Теперь уж Пальмин взвился.
— Скажи еще спасибо! — заорал он. — Ты помнишь хоть одну ошибку Нурина, ты помнишь? У него не бывает ошибок, потому что он работает честно. А ты вчера ночью прибежал в редакцию, как цуцик, с разорванными штанами, чтобы убрать цифровую блоху. Твое счастье, а то мы вышли бы сегодня в свет с двумя грубыми ошибками. Ничтожество! — И он выскочил из комнаты.
— Делю вашу скорбь, но разделяю и возмущение Пальмина, — сказал Владимир Иванович и наконец улыбнулся. — Самое обидное то, что вы плюнули кварту дегтя в наше с вами совместное и неплохое выступление по поводу плотин, изгадили фамилию самого интересного оратора. Возьмите за правило трижды проверять фамилии, прежде чем выпустить их из блокнота. Азбучная истина… Не приучайтесь врать, Киреев, а то никогда не сможете отучиться.

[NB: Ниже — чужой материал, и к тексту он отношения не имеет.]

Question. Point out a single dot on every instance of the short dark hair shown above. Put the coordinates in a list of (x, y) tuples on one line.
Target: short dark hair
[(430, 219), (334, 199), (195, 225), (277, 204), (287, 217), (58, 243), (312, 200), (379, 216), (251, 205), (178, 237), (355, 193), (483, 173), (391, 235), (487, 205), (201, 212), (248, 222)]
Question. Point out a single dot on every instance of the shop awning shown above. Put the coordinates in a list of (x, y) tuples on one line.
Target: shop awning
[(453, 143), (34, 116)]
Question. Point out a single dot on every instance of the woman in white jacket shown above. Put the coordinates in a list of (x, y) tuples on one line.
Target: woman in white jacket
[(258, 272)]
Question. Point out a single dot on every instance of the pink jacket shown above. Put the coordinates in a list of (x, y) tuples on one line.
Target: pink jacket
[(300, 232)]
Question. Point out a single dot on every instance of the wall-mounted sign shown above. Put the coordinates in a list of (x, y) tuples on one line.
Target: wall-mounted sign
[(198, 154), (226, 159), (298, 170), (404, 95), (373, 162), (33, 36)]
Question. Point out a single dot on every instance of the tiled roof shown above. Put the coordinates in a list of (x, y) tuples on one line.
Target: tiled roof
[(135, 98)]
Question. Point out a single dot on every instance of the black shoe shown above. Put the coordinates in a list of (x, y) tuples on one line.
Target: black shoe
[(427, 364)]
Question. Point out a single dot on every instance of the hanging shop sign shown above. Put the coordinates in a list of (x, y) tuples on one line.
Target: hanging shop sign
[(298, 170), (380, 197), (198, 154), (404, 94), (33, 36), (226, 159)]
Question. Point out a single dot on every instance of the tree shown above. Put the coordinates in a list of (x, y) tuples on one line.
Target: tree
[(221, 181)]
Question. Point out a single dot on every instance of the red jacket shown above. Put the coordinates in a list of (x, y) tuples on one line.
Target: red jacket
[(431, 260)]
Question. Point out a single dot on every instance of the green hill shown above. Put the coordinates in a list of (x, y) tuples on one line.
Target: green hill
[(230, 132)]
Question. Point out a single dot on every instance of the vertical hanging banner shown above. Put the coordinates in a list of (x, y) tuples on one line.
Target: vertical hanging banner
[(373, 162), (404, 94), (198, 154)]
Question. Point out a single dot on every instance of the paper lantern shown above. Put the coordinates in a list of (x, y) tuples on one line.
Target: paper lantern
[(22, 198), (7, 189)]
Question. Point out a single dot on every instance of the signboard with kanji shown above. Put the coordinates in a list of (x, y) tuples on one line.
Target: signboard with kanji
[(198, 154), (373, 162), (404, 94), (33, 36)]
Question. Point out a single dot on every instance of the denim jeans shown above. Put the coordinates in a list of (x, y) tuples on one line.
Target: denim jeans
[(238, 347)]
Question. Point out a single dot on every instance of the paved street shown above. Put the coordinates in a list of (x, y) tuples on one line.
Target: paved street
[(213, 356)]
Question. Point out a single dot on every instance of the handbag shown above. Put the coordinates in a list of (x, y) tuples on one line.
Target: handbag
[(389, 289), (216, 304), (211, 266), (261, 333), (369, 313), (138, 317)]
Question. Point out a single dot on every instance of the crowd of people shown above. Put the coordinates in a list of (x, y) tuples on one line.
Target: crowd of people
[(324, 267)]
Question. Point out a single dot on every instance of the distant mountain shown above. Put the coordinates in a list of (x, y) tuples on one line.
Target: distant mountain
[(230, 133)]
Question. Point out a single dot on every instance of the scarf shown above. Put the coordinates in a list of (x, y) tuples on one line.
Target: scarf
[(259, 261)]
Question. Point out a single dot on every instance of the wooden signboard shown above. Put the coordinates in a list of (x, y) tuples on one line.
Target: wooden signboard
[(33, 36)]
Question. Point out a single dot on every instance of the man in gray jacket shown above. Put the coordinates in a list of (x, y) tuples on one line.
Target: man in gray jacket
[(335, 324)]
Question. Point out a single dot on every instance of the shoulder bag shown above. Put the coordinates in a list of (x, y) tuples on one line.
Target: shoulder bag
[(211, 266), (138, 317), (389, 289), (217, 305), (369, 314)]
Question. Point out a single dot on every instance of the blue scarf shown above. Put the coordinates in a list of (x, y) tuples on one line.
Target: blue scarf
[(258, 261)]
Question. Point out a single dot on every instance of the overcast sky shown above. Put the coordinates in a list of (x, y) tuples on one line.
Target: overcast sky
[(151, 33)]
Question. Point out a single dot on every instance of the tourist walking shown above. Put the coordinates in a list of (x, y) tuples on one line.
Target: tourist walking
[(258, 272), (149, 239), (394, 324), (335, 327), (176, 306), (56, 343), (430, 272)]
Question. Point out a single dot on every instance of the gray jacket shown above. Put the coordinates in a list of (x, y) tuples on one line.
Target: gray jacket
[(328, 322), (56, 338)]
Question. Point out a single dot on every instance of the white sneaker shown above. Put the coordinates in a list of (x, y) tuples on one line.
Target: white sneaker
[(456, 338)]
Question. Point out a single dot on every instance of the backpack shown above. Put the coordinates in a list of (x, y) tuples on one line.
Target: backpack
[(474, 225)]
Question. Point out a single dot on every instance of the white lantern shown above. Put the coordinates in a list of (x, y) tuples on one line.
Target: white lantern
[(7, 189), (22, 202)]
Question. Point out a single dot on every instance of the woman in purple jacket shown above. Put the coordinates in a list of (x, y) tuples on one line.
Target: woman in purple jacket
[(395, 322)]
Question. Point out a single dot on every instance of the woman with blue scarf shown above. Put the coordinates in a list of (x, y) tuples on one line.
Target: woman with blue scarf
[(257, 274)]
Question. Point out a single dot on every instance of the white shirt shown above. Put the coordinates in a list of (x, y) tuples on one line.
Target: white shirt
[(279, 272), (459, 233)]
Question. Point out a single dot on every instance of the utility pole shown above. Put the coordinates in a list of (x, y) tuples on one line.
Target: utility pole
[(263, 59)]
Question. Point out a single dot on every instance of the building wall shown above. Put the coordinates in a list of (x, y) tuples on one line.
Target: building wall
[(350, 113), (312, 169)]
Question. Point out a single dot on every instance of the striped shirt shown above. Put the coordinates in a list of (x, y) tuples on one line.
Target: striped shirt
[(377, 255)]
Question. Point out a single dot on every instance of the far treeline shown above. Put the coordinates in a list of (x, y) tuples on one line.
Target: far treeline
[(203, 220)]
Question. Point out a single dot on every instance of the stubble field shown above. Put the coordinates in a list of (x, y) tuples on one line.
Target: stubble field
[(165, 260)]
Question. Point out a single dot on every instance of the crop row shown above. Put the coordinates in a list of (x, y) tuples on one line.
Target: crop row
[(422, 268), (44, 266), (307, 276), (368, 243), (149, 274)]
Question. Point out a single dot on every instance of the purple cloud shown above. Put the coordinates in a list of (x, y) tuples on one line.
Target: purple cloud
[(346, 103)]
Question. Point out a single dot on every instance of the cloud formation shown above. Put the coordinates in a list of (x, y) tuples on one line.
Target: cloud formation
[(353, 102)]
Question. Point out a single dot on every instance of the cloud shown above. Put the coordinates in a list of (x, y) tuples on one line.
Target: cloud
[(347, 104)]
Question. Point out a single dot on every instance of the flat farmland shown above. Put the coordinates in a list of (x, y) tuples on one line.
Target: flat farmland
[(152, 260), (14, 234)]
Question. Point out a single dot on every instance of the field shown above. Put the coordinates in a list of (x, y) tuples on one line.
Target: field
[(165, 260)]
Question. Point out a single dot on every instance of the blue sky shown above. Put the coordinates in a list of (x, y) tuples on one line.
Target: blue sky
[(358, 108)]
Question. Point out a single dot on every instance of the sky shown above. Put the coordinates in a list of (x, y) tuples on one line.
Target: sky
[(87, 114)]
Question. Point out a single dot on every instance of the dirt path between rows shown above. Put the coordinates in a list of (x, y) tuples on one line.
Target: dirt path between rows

День был отравлен. Степан не нашел в себе сил взяться за работу. Ошибка в его представлении с каждой минутой приобретала размеры все более грандиозные, разбухала, закрывая дневной свет. Ошибка — это не только уничтожающее отрицание способности журналиста работать быстро и четко, это также преступление перед массой читателей и редакционным коллективом. Степан очутился во власти двух безжалостных судей — совести и самолюбия, — и пощады ему не было.